Delegado Giniton Lages fala durante entrevista coletiva sobre o caso Marielle Franco: responsável pela primeira parte de investigação estava "esgotado", segundo governador Wilson Witzel

Em evento no Palácio Guanabara nesta quarta-feira, o governador do Estado, Wilson Witzel, afirmou que o delegado responsável pelas investigações sobre a morte da vereadora Marielle Franco, Giniton Lages, foi deslocado do cargo como titular da Delegacia de Homicídios da Capital para se dedicar a um “programa de intercâmbio” com a polícia italiana.

Ao fim da cerimônia, no qual pesquisadores do Museu Nacional tiveram bolsas de emergência outorgadas pela Fundação de Amparo à Pesquisa do Estado do Rio de Janeiro (Faperj), Witzel afirmou que Lages foi convidado pessoalmente por ele na terça-feira, quando a polícia civil prendeu Ronnie Lessa e Élcio Queiroz, respectivamente o assassino de Marielle e o motorista que conduziu o carro utilizado no crime.

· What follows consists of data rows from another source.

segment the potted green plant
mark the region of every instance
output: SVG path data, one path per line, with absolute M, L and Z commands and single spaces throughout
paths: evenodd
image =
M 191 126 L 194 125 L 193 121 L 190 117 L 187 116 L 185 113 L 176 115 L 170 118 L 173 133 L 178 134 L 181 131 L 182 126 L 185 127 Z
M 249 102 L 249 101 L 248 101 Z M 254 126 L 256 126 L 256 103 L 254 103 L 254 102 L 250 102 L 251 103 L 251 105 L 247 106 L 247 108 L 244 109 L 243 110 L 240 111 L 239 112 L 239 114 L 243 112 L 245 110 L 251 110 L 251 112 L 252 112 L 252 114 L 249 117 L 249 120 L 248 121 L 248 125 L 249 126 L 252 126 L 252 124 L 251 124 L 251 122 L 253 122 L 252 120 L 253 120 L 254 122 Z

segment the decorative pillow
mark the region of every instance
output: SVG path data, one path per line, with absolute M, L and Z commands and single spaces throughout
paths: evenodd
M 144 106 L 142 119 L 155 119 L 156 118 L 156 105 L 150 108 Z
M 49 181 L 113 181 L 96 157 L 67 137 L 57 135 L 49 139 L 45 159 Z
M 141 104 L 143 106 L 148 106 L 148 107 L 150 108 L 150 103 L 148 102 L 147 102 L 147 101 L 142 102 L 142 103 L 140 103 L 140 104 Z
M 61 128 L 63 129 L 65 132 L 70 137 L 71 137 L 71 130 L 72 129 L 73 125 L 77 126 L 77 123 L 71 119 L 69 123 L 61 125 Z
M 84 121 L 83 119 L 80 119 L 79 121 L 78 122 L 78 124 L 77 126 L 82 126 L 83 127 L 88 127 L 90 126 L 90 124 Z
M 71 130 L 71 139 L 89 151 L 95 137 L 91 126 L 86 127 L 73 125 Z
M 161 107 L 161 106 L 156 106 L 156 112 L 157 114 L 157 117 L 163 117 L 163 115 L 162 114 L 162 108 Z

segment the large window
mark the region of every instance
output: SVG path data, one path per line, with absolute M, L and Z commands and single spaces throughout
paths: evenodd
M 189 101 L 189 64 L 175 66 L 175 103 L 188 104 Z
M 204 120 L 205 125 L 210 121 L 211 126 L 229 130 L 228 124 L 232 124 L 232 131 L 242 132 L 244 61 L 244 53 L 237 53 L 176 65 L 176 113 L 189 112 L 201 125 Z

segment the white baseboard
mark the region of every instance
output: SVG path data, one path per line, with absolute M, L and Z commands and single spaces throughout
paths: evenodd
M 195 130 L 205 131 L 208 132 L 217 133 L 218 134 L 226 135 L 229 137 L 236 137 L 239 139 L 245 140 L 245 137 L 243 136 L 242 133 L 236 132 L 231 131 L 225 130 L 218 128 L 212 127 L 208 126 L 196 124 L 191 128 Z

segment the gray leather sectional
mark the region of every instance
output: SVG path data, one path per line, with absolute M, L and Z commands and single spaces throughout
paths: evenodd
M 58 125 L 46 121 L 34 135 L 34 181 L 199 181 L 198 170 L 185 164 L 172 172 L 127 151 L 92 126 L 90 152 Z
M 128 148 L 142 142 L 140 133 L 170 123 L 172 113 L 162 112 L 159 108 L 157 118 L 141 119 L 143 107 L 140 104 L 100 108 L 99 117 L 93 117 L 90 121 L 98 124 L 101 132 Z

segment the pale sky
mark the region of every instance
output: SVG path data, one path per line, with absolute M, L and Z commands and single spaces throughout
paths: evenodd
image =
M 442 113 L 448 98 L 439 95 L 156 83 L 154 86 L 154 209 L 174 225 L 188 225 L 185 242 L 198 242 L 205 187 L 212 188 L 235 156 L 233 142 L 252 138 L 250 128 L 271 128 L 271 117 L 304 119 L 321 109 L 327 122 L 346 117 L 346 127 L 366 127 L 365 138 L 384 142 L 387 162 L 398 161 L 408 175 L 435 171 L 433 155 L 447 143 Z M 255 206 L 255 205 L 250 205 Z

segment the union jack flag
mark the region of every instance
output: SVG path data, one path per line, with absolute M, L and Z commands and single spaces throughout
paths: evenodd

De acordo com Witzel, Lages estava “esgotado” após conduzir as investigações da primeira etapa do caso e, com a chance de “troca de experiência” entre o estado do Rio de Janeiro e outras instituições estrangeiras, como a polícia da Itália e o FBI, o delegado vai ter quatro meses para participar de iniciativas nesse sentido.

— O delegado Giniton trabalhou nesse caso e acumulou muita informação. Nós já estávamos trabalhando em um programa de intercâmbio com a polícia italiana e dos EUA, inclusive ontem recebi o FBI aqui. Então estamos com vários intercâmbios para fazer. Como ele está com experiência adquirida e nós estamos com esse intercâmbio com a Itália exatamente para estudar máfia e movimentos criminosos, ele vai fazer essa troca de experiência. Eu ontem fiz esse convite, para saber se ele poderia ser o elemento de ligação com este convênio e passar quatro meses no intercâmbio, montando um programa de aperfeiçoamento dos nossos delegados.

Witzel descartou qualquer indicação de que Lages foi afastado ou exonerado, afirmando que o delegado apenas assumirá novas funções, iniciando o que chamou de “nova fase”. De acordo com o governador, autoridades italianas também virão ao Brasil para a colaboração, previamente acertada com a ministra da Defesa italiana, Elisabetta Trenta. O convite, ainda segundo Witzel, não compromete o futuro das investigações, ainda que o delegado tenha acompanhado o caso ao longo dos últimos meses, sendo um dos principais nomes.

— Fiz o convite porque ele estava cansado, esgotado. O conhecimento da investigação foi compartilhado com outros delegados. Não foi o Giniton (Lages) que colheu as provas, mas quem direcionou. Neste momento, você colocar outra pessoa que esteja até mais tranquilo para continuar é natural. É uma questão até de melhoria da capacidade investigativa. Neste momento ele tem outra missão: colaborar para disseminar o que foi adquirido.

O governador também não quis comentar sobre um possível substituto de Lages na fase da investigação que procurará definir os mandantes do crime, uma vez que “não interfere” em decisões do tipo.

— Não interfiro na indicação de delegados e autoridades da polícia civil. O máximo que posso fazer é discutir uma estratégia de investigação a partir da minha experiência como juiz criminal, como no caso Marielle. Haviam elementos para a prisão dos executores, então minha orientação foi a de que fizéssemos imediata prisão, até para não perder essa prova — disse o governador.

Sobre acusações que classificou como “o maior absurdo”, Witzel também afirmou que nunca “vilipendiou” a memória de Marielle Franco, e que se ainda não recebeu a família da vereadora no Palácio Guanabara, foi por “uma questão de agenda”. Sobre a nova fase da investigação, o governador afirmou que ela se baseará mais em análise de documentos que na utilização da telemática, técnica que cruza serviços de telecomunicação e que foi utilizada para encontrar os dois executores.